The much-awaited multi-billion Rafale combat aircraft deal with France has moved a step further with the defence ministry finalizing a 'draft contract', according to top defence ministry officials.
Rafale was declared the lowest bidder in Janaury 2012 but the deal has not been inked so far on account of escalation in the cost. The Cost Negotiation Committee, which was set up in February 2012 to work out the modalities for the deal has not reached a conclusion after 30 months of negotiations.
The government raised its concerns over this last month, during the visit of French foreign minister Laurent Fabius to New Delhi.
"Yes, we are in the process of finalizing the draft contract for the deal. And we also expect the Cost Negotiation Committee to submit its report soon," said a senior defence ministry official, who was privy to the developments.
But the official refused to give a time frame for inking the deal. "It is very difficult to predict any date for signing the contract. But, it should happen in the next few months," the officer said, requesting anonymity.
The Indian Air Force (IAF), which is coping with a depleted combat strength, claims that even if the deal is signed by the end of the year the first lot of Rafale aircraft would arrive only by 2017, by which time the IAF would have to phase out its MiG-21 squadrons.
The likelihood of an early signing is encouraging. Besides, the ruling NDA government has promised to address all the needs of the armed forces to ensure defence preparedness.
According to officials privy to the development, the defence ministry has asked representatives of M/s Dassault Aviation – the French manufacturer of Rafale aircraft – to revise the price structure which has gone beyond expected estimates.

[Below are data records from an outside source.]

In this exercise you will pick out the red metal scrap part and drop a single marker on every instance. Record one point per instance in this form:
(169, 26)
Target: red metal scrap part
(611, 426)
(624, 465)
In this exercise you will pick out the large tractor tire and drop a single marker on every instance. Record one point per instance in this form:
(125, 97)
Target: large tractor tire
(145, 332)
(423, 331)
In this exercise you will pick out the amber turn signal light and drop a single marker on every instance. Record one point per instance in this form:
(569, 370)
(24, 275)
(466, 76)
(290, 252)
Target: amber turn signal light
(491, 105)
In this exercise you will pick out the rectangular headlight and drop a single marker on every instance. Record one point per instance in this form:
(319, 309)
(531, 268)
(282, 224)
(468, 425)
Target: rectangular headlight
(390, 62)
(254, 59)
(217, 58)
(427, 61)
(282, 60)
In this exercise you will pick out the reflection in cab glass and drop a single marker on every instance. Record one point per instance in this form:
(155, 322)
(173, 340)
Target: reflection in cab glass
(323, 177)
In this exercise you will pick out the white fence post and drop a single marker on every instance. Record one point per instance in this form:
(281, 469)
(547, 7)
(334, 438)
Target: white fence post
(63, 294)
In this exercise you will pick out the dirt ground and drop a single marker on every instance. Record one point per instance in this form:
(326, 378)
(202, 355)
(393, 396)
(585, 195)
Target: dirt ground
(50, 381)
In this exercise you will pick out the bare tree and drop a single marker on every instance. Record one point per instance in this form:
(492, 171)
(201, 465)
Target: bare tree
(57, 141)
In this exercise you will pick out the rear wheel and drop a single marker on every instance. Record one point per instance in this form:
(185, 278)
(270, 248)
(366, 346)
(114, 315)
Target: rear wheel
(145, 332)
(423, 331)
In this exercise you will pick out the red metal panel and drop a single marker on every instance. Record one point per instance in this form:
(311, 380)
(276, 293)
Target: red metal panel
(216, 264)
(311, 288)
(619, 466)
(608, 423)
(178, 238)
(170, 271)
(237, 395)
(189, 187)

Officials claim that when the tender was floated in 2007 the cost of the programme was $12 billion (Rs42,000 crore).When the lowest bidder was declared in January 2012, the cost of the deal shot up to $18 billion (Rs90,000 crore). Now with the inclusion of transfer of technology, the life cycle cost and creation of an assembly line, the deal has climbed to a whopping $20 billion.
The air force is seeking to replace its aging MiG-21s with a modern fighter and the medium multi-role combat aircraft (MMRCA) fits between India's high-end Sukhoi-30MKIs and the low-end Tejas LCA lightweight fighter. The IAF has a sanctioned strength of 45 fighter jet squadrons. However, only 30 squadrons are operational as old aircraft have been retired.
Eighteen of the 126 new aircraft are to be purchased directly from Dassault and Hindustan Aeronautics Limited will manufacture 108 under a licence, at a new facility in Bangalore.
Defence minister Arun Jaitley informed parliament last week that "given the complexity of the procurement case, the process of negotiations with Dassault Aviation on various aspects of the commercial proposal and provisions of draft contract is on."
Dassault Aviation emerged as L-1 bidder for procurement of the MMRCA based on its quotation.